I cut the chops about 1.5" thick, cut a pocket, seasoned inside and out, then stuffed and roasted them. Served it with some quinoa, steamed broccoli, and mango avocado salsa and it was sex.

WillNoble
05-13-2009, 06:24 AM
If the meat is quality and the rub is good, stuffing the meat is not a necessity.

Maybe im a purist, but Ive made several stuffed meat dishes... grilled, smoked, baked, braised, and spit roasted and nothing to me will ever compare to a fine piece of meat thats been seasoned right and cooked properly.

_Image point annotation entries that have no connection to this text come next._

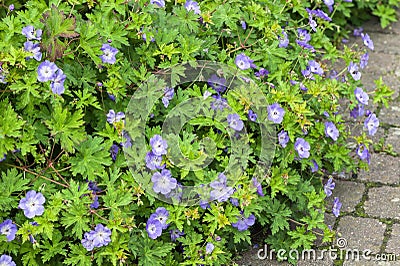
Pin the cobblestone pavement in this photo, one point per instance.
(370, 214)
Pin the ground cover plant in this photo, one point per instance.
(162, 132)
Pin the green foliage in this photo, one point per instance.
(90, 165)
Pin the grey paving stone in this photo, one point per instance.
(394, 139)
(349, 194)
(250, 258)
(391, 79)
(383, 168)
(361, 233)
(390, 115)
(383, 202)
(330, 221)
(380, 64)
(373, 261)
(386, 43)
(394, 240)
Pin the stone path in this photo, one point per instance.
(370, 214)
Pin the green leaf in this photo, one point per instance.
(279, 214)
(302, 238)
(382, 93)
(10, 127)
(52, 248)
(77, 256)
(66, 127)
(153, 252)
(90, 159)
(10, 182)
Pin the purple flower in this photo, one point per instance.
(328, 187)
(314, 167)
(243, 62)
(283, 40)
(95, 204)
(153, 228)
(244, 223)
(243, 24)
(128, 141)
(32, 34)
(6, 260)
(303, 38)
(87, 242)
(109, 53)
(112, 97)
(57, 84)
(206, 95)
(113, 117)
(32, 204)
(192, 6)
(163, 182)
(336, 207)
(315, 67)
(252, 116)
(331, 130)
(357, 32)
(234, 122)
(99, 237)
(218, 84)
(219, 102)
(357, 111)
(329, 4)
(33, 48)
(168, 95)
(302, 147)
(204, 204)
(313, 23)
(353, 70)
(363, 153)
(234, 201)
(92, 186)
(160, 3)
(161, 215)
(371, 124)
(307, 73)
(158, 145)
(283, 138)
(114, 151)
(8, 228)
(221, 191)
(364, 60)
(261, 73)
(46, 71)
(175, 234)
(153, 161)
(367, 41)
(258, 186)
(209, 248)
(361, 96)
(275, 113)
(319, 13)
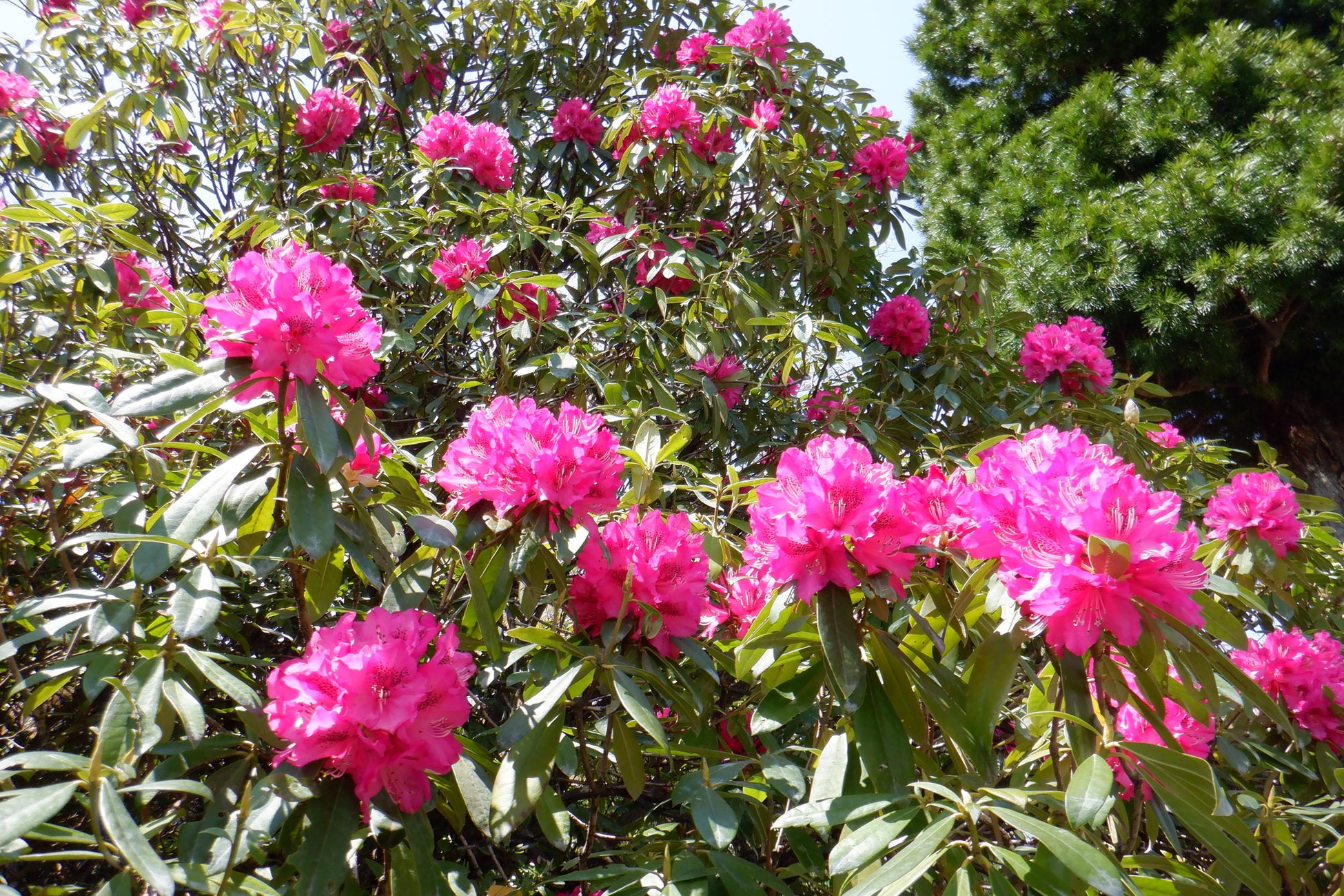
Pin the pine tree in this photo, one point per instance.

no knock on you or your methods Viking, just my preference...

VikingWarlord
05-13-2009, 09:12 AM
Certain flavors enhance the flavor of even the highest quality meat...after all, that's the entire point of seasoning in the first place, right? Using complementary flavors to build a complexity is exactly what seasoning does anyway...why not take it to another level? Apple (and apple juice, cider, cider vinegar, etc), lime, dijon, red wine, spiced rum, spinach, and red onion are some of my absolute favorite pairings with pork.

I see people stuffing pork chops with Stove Top and those people need stabbed in the nuts. It's not about stuffing just for the sake of stuffing...it's stuffing to enhance the flavor profile.